Born in Washington, D.C., Chinn spent most of her early years with her parents and her sister in Prince George’s County in southern Maryland. In high school, acting vied with writing for her attention, with acting winning out, though lately it appears to be more of a tie.
She stayed in Baltimore for a while, after undergraduate studies at University of Maryland in Baltimore County. “I loved Baltimore,” she says. “Easy. Fun. Rough around the edges, in a way I really like. Less pressure than D.C., too. As a kid growing up in D.C. I remember feeling a level of tension I didn’t really know how to identify. Once I moved to Baltimore I realized it was because D.C. is all about power. And if you don’t have it, you’re kind of a nobody. And I had a fear of being nobody.”
In 2008, she moved to Chicago for the Theatre School at DePaul University. “Chicago felt like this beautiful mixture of what I already knew: the excitement and shine of D.C., plus the relaxed feeling of Baltimore. So this is my Goldilocks city,” Chinn says with a laugh. Now 40, Chinn and Deville have an eight-month-old son.
Like so many stage-trained Chicago actors, Chinn has had just enough whatever-it-is — luck, plus long odds mixed with mixed feelings about economic prospects of an actor’s life —to come to a place of some frustration. She has done effective, distinctive work in all varieties of Chicago screen employment, from the avant-garde (Daniel Nearing’s velvety, nonlinear “Hogtown”) to the polar opposite (“Chicago Med,” where she made the most of her scenes as a dog bite victim). It was tough, she says, making the best of auditions for “another best friend, another supporting role. So. I figured it was time to make my own opportunities.”

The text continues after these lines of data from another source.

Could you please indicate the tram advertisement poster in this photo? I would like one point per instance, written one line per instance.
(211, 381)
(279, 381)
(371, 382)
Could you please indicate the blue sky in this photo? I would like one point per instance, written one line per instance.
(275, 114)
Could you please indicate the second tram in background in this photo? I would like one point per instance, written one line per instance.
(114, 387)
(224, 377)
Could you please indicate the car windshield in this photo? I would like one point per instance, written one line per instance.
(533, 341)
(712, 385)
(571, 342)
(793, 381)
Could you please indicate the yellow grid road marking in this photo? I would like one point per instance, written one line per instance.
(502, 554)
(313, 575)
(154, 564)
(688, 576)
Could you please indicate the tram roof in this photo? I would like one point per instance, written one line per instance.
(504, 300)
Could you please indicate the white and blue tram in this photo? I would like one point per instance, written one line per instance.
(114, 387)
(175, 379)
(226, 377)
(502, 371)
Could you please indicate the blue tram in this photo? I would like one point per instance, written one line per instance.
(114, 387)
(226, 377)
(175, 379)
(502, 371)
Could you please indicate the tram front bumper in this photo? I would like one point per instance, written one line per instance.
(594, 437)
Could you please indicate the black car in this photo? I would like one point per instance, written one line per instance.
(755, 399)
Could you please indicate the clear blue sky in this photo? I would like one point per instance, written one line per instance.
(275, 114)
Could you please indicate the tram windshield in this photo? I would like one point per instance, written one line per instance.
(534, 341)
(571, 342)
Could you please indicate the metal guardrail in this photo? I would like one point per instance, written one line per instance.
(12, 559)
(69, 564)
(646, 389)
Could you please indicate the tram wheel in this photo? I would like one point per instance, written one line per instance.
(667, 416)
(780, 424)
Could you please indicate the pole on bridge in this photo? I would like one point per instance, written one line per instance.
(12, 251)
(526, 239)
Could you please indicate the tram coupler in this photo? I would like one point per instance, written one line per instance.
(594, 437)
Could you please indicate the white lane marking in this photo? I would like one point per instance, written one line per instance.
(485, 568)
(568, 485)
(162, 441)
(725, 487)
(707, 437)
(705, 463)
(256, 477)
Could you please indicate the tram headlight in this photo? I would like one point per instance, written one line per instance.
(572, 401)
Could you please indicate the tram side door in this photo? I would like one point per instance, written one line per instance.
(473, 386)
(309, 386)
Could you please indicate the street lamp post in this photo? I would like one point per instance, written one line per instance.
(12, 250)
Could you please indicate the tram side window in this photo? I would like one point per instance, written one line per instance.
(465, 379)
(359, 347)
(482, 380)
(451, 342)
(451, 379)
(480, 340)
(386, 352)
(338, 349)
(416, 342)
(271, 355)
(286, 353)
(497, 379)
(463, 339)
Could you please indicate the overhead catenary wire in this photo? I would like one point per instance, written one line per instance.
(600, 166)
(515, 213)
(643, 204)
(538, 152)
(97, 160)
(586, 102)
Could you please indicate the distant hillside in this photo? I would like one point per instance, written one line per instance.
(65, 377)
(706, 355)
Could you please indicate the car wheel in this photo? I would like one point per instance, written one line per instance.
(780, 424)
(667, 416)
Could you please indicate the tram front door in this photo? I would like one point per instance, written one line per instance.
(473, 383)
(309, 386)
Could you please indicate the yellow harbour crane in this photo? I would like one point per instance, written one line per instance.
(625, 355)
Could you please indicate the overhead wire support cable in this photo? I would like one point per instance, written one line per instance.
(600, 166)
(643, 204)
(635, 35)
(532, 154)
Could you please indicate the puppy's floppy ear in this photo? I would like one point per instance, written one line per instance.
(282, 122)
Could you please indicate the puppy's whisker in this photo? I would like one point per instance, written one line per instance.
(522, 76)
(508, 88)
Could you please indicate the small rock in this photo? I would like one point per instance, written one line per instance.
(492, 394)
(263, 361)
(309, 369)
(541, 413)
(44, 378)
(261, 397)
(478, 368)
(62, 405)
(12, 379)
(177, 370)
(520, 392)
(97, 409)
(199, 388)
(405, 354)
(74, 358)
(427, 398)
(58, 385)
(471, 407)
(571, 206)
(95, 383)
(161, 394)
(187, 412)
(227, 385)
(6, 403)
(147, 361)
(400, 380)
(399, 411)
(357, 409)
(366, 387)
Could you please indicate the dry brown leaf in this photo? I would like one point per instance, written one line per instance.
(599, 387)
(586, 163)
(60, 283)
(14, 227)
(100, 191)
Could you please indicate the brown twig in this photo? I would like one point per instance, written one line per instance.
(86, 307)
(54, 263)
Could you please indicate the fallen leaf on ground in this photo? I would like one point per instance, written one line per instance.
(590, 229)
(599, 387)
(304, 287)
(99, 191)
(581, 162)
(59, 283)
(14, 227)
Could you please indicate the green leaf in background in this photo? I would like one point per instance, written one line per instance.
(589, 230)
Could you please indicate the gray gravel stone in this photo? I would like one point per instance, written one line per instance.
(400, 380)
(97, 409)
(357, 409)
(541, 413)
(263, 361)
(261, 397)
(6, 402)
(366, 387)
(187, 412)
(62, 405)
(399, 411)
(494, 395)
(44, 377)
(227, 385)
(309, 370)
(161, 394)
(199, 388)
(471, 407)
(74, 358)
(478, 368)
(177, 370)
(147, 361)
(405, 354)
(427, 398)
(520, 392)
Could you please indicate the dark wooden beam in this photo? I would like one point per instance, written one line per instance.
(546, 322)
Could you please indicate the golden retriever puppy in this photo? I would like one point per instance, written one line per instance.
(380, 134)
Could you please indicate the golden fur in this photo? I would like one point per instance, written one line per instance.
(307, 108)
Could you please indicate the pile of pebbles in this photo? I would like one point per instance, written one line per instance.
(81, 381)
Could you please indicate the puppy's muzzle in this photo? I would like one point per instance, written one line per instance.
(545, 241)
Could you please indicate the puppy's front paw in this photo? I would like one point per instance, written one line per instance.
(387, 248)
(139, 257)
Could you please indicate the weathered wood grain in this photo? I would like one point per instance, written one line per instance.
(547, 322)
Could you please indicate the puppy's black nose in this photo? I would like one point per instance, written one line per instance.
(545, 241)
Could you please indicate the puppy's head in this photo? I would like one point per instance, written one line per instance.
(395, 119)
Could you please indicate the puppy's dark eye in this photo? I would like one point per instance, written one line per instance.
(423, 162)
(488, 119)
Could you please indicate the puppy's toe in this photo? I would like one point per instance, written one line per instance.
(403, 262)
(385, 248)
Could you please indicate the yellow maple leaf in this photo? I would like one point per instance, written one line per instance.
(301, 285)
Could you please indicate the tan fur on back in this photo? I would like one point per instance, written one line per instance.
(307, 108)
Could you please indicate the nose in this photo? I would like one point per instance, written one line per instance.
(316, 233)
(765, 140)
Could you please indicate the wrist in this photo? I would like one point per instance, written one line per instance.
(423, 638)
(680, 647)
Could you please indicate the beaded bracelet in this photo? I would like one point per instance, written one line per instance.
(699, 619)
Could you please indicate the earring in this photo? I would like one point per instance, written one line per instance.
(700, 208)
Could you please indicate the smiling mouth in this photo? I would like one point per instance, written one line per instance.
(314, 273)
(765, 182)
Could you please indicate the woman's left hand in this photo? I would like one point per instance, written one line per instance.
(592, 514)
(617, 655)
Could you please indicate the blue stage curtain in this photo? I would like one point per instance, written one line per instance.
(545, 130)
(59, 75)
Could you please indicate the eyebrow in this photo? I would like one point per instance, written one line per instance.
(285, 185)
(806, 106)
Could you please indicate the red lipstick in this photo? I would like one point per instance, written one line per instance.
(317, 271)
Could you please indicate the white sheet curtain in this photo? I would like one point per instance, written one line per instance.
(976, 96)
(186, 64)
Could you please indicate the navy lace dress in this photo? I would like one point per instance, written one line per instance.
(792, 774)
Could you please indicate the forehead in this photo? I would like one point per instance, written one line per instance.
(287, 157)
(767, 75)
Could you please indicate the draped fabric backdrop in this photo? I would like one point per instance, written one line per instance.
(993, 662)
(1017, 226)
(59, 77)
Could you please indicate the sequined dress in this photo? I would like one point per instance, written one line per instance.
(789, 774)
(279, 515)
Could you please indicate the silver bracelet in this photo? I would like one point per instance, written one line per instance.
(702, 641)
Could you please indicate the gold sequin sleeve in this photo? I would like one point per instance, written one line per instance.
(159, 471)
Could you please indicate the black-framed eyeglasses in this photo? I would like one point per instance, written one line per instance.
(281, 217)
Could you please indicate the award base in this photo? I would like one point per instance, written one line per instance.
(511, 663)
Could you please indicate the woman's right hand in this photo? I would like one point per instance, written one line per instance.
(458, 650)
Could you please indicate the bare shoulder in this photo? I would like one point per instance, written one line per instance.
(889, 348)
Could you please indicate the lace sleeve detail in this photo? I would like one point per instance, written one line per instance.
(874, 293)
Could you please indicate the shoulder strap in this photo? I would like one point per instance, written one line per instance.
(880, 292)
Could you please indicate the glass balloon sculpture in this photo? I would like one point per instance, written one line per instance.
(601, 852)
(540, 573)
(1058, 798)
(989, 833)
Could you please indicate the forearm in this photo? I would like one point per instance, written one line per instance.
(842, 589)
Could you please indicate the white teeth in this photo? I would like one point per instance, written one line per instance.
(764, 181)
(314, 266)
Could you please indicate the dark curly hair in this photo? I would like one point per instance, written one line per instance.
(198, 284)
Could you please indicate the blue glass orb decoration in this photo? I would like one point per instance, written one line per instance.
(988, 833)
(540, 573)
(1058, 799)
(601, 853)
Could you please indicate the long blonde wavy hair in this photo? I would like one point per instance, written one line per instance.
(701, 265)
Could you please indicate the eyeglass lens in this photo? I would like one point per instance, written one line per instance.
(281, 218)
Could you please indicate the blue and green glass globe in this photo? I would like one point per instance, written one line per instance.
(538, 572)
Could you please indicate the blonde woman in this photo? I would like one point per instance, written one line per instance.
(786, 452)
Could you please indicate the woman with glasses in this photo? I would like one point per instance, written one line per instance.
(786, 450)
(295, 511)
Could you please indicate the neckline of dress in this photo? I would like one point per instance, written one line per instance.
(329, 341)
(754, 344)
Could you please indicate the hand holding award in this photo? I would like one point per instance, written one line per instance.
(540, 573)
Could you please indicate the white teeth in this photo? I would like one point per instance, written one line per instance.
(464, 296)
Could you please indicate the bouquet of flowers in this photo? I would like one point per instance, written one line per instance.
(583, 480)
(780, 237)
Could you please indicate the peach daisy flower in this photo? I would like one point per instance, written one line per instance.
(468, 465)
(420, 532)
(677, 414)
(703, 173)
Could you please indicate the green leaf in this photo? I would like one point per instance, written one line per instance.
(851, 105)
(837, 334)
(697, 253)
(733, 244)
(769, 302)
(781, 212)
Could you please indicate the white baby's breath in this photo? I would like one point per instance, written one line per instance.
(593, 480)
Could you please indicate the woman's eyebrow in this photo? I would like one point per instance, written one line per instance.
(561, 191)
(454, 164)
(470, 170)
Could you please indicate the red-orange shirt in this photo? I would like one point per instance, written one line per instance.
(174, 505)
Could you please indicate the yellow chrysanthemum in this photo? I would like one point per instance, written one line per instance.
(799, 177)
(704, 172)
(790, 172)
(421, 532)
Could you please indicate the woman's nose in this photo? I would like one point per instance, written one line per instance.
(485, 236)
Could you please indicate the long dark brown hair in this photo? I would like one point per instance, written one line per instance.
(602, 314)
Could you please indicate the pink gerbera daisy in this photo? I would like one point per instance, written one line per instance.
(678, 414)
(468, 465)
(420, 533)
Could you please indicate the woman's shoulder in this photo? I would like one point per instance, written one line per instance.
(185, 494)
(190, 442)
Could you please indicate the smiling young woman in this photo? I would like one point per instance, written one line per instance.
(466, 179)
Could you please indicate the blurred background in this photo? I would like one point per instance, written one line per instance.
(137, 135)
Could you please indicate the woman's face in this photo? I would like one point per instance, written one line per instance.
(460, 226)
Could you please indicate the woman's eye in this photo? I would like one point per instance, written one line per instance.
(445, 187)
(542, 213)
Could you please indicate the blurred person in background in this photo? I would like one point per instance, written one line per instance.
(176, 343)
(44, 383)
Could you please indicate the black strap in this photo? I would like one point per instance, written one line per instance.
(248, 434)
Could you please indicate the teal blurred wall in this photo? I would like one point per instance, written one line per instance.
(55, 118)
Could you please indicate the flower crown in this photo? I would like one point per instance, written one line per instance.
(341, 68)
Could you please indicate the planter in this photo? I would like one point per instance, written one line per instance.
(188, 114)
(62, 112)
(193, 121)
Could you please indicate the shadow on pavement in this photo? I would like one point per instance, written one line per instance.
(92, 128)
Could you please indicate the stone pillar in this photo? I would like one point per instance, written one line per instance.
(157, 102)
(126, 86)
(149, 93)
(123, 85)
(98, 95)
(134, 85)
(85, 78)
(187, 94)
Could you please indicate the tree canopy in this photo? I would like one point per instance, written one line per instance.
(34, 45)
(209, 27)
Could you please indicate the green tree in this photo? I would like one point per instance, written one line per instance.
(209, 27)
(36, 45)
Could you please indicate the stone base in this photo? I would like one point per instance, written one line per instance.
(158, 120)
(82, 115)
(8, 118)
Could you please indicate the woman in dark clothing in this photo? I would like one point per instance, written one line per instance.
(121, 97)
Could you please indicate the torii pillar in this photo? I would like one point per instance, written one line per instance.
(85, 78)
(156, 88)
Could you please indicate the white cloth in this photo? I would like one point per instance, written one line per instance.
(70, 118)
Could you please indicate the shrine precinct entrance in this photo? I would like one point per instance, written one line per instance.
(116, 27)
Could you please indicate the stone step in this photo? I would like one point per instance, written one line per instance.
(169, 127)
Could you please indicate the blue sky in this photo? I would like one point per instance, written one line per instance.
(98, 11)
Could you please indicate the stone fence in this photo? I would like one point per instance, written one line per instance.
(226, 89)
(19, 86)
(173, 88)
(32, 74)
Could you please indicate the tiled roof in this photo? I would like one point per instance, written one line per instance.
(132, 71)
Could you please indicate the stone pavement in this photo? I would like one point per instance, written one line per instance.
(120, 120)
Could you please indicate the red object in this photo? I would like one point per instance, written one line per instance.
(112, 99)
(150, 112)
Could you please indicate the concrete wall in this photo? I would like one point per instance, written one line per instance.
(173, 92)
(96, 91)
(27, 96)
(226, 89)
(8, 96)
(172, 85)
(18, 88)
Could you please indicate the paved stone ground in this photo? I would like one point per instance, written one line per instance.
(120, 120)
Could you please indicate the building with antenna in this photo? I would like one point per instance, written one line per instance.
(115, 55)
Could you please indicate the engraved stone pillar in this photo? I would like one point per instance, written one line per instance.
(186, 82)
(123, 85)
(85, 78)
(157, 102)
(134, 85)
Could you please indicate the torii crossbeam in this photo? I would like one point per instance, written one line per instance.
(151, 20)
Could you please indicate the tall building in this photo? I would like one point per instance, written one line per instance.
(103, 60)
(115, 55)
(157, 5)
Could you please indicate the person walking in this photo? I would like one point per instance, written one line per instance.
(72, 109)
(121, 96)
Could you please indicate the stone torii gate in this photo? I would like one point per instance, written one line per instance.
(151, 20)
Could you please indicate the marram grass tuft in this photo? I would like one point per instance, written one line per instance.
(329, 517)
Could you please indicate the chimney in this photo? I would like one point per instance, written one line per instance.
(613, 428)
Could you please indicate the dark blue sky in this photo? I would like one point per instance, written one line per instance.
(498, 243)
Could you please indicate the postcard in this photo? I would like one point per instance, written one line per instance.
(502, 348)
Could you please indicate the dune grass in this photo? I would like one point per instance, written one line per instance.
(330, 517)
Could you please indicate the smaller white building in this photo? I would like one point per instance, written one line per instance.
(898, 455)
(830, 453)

She relishes the process of writing, she says, knowing there are “a lot of writers who hate writing but love having written something. I’m not like that. For me the trick is to make the commitment to not judge yourself while you’re writing. Don’t go back (midway) and read what you’ve written. The ‘Olympia’ screenplay was the first thing I’d written more or less without stopping, or re-reading partway. When I did read it, I realized it was very far from perfect. But it was not trash. And I was able to see the whole thing, the shape of it, and then start to hone it.”
Near the end of our talk, Chinn tells me that her ambitions, for too long, led to immediate strategizing about next steps.
“For a long time,” she says, “I wasn’t really present in my own life. It was Sundance Directors Lab advisor Karyn Kusama who reminded me not to think too much about yesterday’s problems, or worry about tomorrow’s. It’s enough to be present for what needs you today. That really hit me. My need to excel, or at least achieve, in both my career and my life, meant that I was always looking toward the next thing. I didn’t take time to be where I was.”
It helps in countless ways, she says. Work, life and the realities of “an unstable and fickle industry,” Chinn says, breathe a little easier when “you’re not living a life feeling like you haven’t accomplished the next thing yet,” whether it’s a poem, an acting gig or a directorial feature debut based on a beautiful short film.
Michael Phillips is a Tribune critic.